In turn, Montoya’s contemporaries lauded this remarkable event. The women called her “sister of heart, redeemer of her sex”, for which they considered that her name was already inscribed in history, by opening the roads forbidden for centuries. She was conceived as a “science heroine”.

Despite the fact that Margarita Chorné graduated as a dentist a year earlier, the fact did not cause much of a stir, because at that time, the students who graduated in this profession did so only if they participated as listeners in the classes, since there was no places for women within this cerrera.

Another of its merits was that many students abandoned their medical studies before completing the six years of study.

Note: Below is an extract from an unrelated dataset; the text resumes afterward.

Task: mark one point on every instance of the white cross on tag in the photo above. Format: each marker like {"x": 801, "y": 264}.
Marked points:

Instead, Montoya culminated his academic preparation with a thesis where he approached bacteriology as a fertile source that unraveled the mysteries of etiology, which studies the cause of diseases, a discipline little studied at the time.

She managed to have the corpses covered during the dissections, since she was criticized by conservatives and positivists for being a woman “lacking all modesty”, when examining the bodies of naked men, but she continued her anatomical studies in the amphitheater of the National School of Medicine,

Myth of the fragility of women

For centuries, men had refused to allow women to assume the role of scientist and doctor, as a strategy to keep their patients insured. In this way, questioning the capabilities of women was for men a way of legitimizing their political, economic and social power. They claimed that for every woman who attended the classrooms, a family was lost. In addition to this, they “theorized” that women had been conceived with highly developed organs to function with them, the uterus, unlike men, provided with these qualities through the brain.

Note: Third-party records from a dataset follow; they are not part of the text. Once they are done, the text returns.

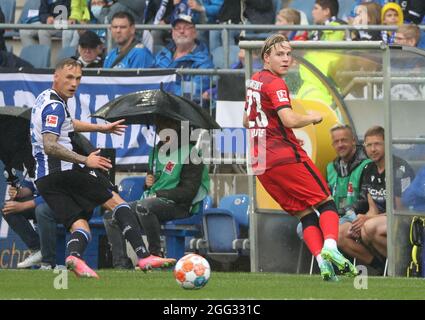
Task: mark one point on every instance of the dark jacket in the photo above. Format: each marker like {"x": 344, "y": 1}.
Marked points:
{"x": 47, "y": 8}
{"x": 152, "y": 9}
{"x": 259, "y": 11}
{"x": 415, "y": 11}
{"x": 199, "y": 58}
{"x": 357, "y": 159}
{"x": 186, "y": 190}
{"x": 230, "y": 12}
{"x": 9, "y": 60}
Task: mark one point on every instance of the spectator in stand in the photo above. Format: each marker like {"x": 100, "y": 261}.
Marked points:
{"x": 230, "y": 13}
{"x": 210, "y": 8}
{"x": 407, "y": 35}
{"x": 134, "y": 7}
{"x": 257, "y": 12}
{"x": 289, "y": 16}
{"x": 414, "y": 196}
{"x": 391, "y": 15}
{"x": 129, "y": 53}
{"x": 325, "y": 12}
{"x": 185, "y": 51}
{"x": 367, "y": 13}
{"x": 90, "y": 50}
{"x": 99, "y": 10}
{"x": 416, "y": 11}
{"x": 80, "y": 14}
{"x": 205, "y": 11}
{"x": 159, "y": 12}
{"x": 257, "y": 64}
{"x": 9, "y": 60}
{"x": 46, "y": 15}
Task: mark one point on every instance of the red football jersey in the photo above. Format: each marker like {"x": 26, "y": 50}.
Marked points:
{"x": 271, "y": 142}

Despite this, there were some professors who praised her perseverance during the lectures, encouraging other women to replicate the search for knowledge as Montoya did; the “montoyos”, was a group of followers, distributed among civilians; women and men who did not belong to the National School of Medicine, as well as intellectuals such as José María Vigil, a liberal journalist, who advocated access to education for women. Another of them was Manuel Soriano, who fought conservatives, also had the admiration of Francisco Montes de Oca, who provided him with the corpses of the Military College so that he might practice dissection.

“Clío”, as he became known in Freemasonry, being part of the lodge of Josefa Ortiz de Domínguez, a character with whom he knew all his history, spread ideas regarding the importance of equality between women and men. He was also part of an antialcoholic league, and gave lectures that urged the population to abandon this practice, through theatrical performances that projected the effects of excessive alcohol consumption, recommended homeopathic therapy to combat it.

In 1915, during the typhoid outbreak, Montoya also recognized that lice might promote the manifestation of the disease. He retired from professional life at the age of 73, due to his delicate state of health, following 50 years of practicing medicine. Dr. Ana María Carrillo recalled that Matilde faced many difficulties, however, she considered that she had a position of greater ease because she was the first, since she supported with extended economic support, while the doctors who preceded her suffered some other difficulties in the dawn of the 20’s.